Das reicht jedoch aller Voraussicht nach nicht aus. Um die Mehrkosten zu decken, soll deshalb der Ticketpreis nach einem festen Schlüssel jedes Jahr steigen. Die Details mussten noch ausgearbeitet werden, was nach Angaben der Verkehrsminister nun geschehen ist.
Der Beschluss "ist ein wichtiger Schritt, um die Zukunft dieses günstigen Angebots zu sichern", erklärte Sachsen-Anhalts Ministerin Lydia Hüskens (FDP). Der Preisbildung lägen künftig die "üblichen Marktmechanismen" zugrunde. "Personal- und Energiekosten schlagen hier nun mal genauso zu Buche, wie bei anderen Produkten."
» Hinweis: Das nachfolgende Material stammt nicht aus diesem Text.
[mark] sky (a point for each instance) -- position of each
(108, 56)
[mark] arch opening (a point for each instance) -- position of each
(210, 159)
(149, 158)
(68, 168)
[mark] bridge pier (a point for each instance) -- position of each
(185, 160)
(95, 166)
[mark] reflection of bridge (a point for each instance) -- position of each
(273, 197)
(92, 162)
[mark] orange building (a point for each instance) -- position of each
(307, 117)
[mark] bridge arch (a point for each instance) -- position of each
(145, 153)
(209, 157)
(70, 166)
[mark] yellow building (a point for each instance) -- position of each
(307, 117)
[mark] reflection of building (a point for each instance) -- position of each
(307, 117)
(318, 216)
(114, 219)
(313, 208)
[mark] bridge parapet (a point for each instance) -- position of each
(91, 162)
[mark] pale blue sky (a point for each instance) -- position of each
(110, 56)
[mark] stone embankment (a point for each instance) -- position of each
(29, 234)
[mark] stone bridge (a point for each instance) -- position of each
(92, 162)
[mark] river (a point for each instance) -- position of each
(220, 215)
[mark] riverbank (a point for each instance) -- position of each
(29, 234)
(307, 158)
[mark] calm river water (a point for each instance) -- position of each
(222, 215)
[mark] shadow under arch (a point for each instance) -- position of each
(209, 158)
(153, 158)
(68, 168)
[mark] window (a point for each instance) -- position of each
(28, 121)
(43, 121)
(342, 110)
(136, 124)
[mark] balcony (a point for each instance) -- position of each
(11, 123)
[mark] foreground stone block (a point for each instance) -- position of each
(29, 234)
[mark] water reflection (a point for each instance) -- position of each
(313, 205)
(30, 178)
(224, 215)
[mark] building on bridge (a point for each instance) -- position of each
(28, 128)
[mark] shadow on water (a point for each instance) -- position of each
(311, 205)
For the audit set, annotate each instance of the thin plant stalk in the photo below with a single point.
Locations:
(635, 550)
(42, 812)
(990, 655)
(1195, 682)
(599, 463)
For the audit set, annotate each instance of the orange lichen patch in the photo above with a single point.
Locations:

Der ökologische Verkehrsclub VCD kritisierte den Beschluss als "völlig falsches Signal": "Während steigende Spritpreise sofort politische Debatten über Entlastung auslösen, werden hohe Preissteigerungen im öffentlichen Verkehr einfach hingenommen", erklärte VCD-Präsidentin Christiane Rohleder. "Gerade jetzt sollte alles getan werden, um die Alternativen zum Auto attraktiver zu machen."